About six weeks ago, I designed a mug using Blender. Well, okay -- the end result is a sake cup. Anyway, I wanted to make something for my and Mark's tenth anniversary.
First I used Inkscape to make a shape that I could virtually spin into a mug. I knew from past experience that when I tried to make objects in Blender with medium-complex topology that I got a lot of weird edges and orphan vertices and mesh faces. Also, it's sometimes hard to know how thick everything is in Blender and easier to start out with a known proportion in Inkscape.
Once I had a shape I thought I could work with, I went into Blender.
I used Blender's spin function as a kind of lathe to make a mug and then I used some Boolean Nots to cut oval wholes in the side. (I'm cutting out the parts where I goofed up and made things that didn't work.)
Then I went to the Shapeways web site and uploaded the build... and I discovered that ceramic materials are, um, kind of expensive (but not as expensive as bronze, steel or gold). Ceramics are the only food-grade material they offer.

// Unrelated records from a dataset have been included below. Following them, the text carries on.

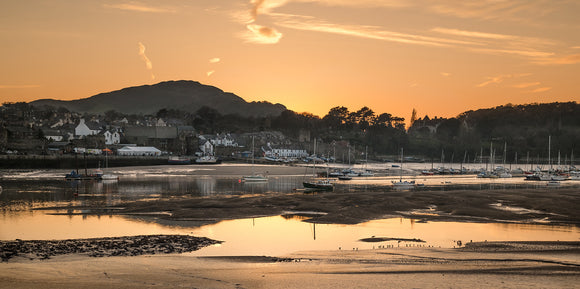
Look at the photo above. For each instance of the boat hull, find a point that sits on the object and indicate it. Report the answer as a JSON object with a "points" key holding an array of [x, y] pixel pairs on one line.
{"points": [[318, 186]]}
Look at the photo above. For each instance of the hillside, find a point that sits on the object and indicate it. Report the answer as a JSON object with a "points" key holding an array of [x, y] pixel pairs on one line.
{"points": [[183, 95]]}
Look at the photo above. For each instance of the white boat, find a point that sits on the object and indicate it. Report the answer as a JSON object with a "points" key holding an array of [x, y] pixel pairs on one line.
{"points": [[553, 184], [109, 177], [403, 184], [255, 178], [324, 185], [319, 185]]}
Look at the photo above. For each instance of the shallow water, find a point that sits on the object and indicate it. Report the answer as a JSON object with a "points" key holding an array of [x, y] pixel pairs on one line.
{"points": [[21, 198]]}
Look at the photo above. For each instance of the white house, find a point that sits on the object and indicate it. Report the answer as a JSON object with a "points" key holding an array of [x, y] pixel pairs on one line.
{"points": [[83, 130], [286, 153], [206, 146], [112, 137], [138, 151], [224, 140]]}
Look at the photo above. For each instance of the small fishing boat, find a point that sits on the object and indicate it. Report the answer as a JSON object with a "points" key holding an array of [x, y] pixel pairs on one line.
{"points": [[179, 161]]}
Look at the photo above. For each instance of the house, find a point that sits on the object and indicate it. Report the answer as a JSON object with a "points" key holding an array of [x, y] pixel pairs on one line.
{"points": [[285, 153], [138, 151], [224, 140], [83, 129], [112, 137], [206, 147]]}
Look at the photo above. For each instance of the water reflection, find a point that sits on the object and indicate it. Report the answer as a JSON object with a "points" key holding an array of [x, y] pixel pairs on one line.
{"points": [[274, 235]]}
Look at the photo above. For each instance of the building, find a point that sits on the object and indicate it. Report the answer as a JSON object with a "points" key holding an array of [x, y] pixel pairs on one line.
{"points": [[112, 137], [83, 129]]}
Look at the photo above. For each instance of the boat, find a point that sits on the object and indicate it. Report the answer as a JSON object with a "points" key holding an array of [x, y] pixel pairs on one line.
{"points": [[76, 176], [319, 185], [179, 161], [553, 184], [254, 178], [403, 184], [108, 177], [207, 160]]}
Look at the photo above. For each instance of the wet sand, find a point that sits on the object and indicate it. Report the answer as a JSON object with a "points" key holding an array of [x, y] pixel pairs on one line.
{"points": [[522, 206], [477, 265], [381, 268]]}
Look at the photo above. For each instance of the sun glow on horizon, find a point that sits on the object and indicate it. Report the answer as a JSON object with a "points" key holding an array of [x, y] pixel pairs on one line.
{"points": [[440, 58]]}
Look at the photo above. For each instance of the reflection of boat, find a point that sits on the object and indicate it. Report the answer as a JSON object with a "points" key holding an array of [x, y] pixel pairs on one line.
{"points": [[74, 175], [255, 178], [109, 177], [179, 161], [207, 160]]}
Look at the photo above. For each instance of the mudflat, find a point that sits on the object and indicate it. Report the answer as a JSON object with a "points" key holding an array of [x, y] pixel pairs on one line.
{"points": [[478, 265]]}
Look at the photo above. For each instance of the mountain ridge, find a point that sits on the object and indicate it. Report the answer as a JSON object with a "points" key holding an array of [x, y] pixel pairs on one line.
{"points": [[178, 94]]}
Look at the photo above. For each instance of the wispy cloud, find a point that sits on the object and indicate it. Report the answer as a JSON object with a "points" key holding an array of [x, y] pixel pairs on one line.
{"points": [[567, 59], [261, 34], [500, 78], [500, 10], [363, 31], [139, 7], [500, 44], [533, 49], [541, 89], [18, 86], [148, 63]]}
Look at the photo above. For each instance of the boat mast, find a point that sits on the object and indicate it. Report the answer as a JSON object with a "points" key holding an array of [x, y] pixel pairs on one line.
{"points": [[401, 174], [549, 152]]}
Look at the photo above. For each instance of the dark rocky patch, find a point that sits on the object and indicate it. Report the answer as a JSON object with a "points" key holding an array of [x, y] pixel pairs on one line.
{"points": [[104, 247]]}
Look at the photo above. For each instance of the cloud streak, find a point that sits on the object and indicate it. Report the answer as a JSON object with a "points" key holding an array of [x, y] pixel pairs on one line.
{"points": [[138, 7], [541, 89], [500, 78], [534, 50], [18, 86], [148, 63]]}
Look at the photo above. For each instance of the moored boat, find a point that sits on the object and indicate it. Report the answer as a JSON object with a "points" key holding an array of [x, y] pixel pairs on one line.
{"points": [[321, 185], [179, 161]]}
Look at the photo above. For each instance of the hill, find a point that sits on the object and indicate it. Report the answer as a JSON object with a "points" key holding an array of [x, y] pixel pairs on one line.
{"points": [[183, 95]]}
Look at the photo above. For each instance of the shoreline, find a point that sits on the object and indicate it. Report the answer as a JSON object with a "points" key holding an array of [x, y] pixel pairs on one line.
{"points": [[378, 268], [545, 264]]}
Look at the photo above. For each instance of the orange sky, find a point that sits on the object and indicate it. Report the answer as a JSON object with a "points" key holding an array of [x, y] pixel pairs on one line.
{"points": [[439, 57]]}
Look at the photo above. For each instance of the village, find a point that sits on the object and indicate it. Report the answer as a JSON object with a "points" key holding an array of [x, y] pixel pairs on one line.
{"points": [[23, 132]]}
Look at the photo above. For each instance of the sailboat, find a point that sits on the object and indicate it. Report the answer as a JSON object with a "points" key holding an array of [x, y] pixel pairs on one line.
{"points": [[366, 172], [320, 185], [109, 176], [254, 177], [403, 184]]}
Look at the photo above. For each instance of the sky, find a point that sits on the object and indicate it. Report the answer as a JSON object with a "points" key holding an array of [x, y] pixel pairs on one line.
{"points": [[439, 57]]}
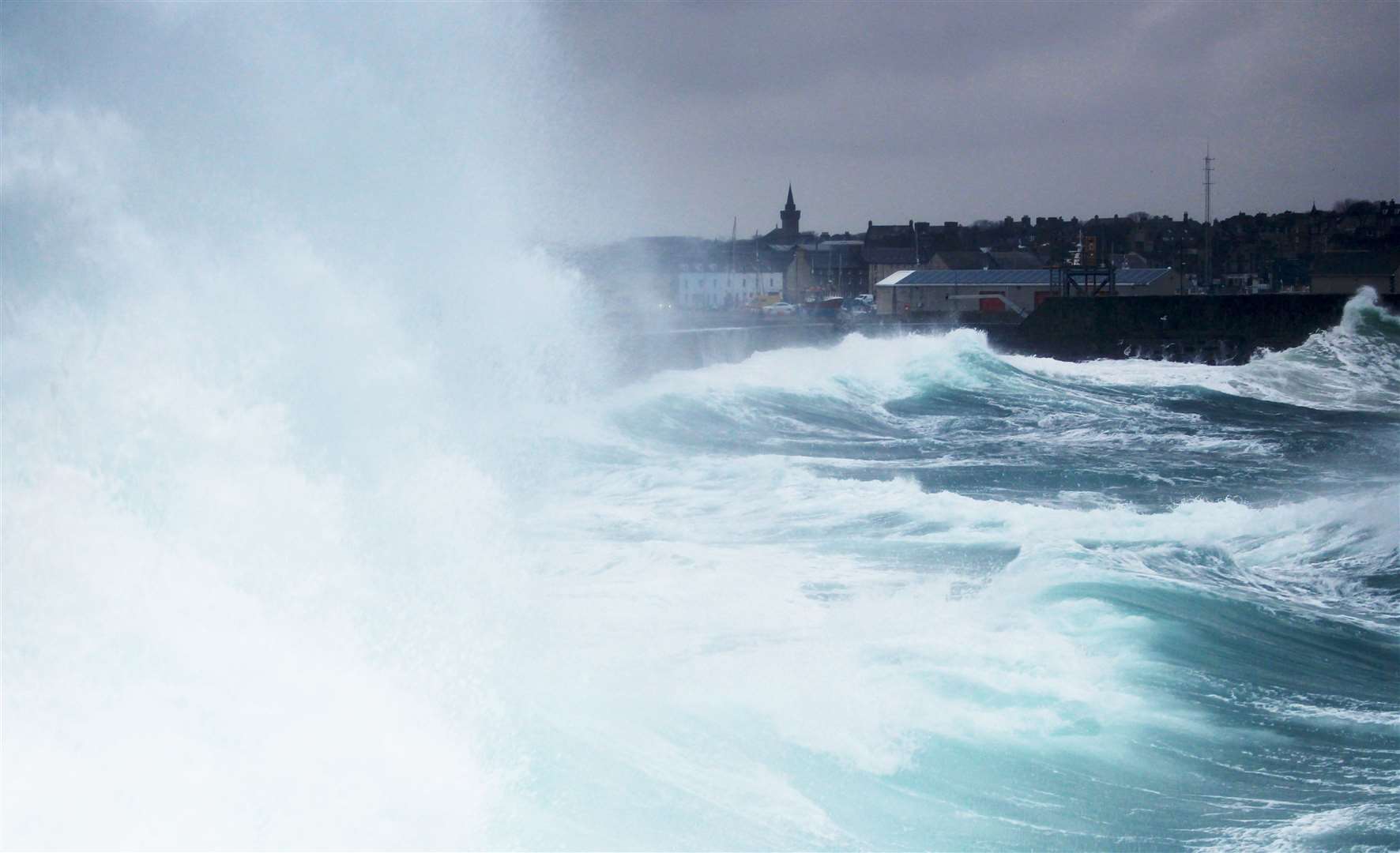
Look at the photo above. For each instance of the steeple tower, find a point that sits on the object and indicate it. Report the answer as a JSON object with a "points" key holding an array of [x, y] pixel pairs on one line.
{"points": [[790, 215]]}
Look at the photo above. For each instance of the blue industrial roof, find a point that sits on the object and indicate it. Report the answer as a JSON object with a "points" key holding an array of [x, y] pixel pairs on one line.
{"points": [[1004, 276]]}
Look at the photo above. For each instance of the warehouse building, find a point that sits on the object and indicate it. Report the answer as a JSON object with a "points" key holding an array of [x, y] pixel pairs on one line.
{"points": [[1017, 291]]}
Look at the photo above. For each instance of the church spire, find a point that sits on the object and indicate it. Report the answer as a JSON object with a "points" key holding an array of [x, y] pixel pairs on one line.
{"points": [[790, 216]]}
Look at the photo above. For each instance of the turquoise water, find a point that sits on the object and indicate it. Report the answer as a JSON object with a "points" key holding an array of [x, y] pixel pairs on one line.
{"points": [[892, 594]]}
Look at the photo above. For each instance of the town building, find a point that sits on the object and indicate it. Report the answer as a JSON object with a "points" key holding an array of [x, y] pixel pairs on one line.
{"points": [[950, 291], [1349, 272], [725, 289]]}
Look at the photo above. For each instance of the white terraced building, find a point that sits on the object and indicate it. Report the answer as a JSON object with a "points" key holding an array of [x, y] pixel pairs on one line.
{"points": [[992, 290], [725, 289]]}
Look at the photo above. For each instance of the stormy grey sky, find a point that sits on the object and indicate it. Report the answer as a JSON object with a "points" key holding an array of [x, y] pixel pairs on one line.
{"points": [[611, 119]]}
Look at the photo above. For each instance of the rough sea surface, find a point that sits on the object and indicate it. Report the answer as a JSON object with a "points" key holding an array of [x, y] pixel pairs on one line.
{"points": [[314, 584]]}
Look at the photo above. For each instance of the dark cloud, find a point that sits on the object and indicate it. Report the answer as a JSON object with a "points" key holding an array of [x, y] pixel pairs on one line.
{"points": [[605, 119]]}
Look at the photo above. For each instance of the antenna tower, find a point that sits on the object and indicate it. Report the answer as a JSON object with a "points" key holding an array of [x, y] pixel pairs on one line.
{"points": [[1206, 259]]}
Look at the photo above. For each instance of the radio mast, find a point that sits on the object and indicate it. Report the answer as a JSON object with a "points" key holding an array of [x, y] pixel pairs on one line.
{"points": [[1206, 258]]}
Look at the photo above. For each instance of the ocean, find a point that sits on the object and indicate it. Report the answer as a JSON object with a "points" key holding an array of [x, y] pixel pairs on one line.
{"points": [[348, 573]]}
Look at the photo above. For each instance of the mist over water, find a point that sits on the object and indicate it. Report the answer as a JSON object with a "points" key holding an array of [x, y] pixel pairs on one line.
{"points": [[319, 543]]}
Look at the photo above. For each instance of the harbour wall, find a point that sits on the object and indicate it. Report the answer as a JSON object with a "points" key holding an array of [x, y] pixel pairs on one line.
{"points": [[1210, 329]]}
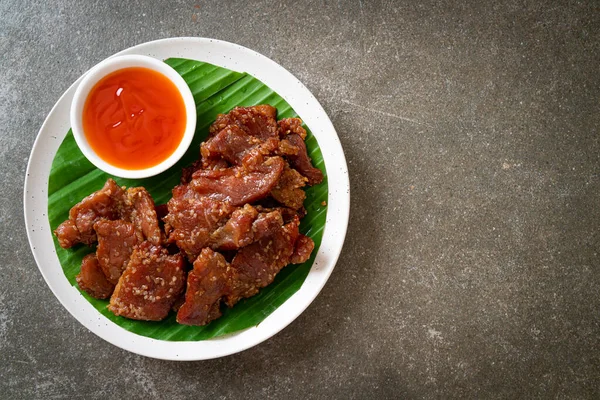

Then I waited. And waited. And waited.
When Shapeways told me the build was ready, I tracked the shipment.
When I got the package, it felt kind of light.
But I was excited! There was a lot of packaging. I was glad that the ceramic mug was so well protected.
There were about three layers of bubble wrap. Getting smaller; the reality of how big six centemeters is began to sink in.
And TADA! The finished product in white. This one's for Mark. I'm getting a black one, which --although identical -- was harder to print and has been delayed.
I'm psyched that this came out so robustly, and yeah, it holds a tablespoon of liquid. I'd envisioned sipping hot cocoa or maybe sake (if I drank sake) from it, but I'm pretty sure we're the proud owners of a very artistic medicine cup.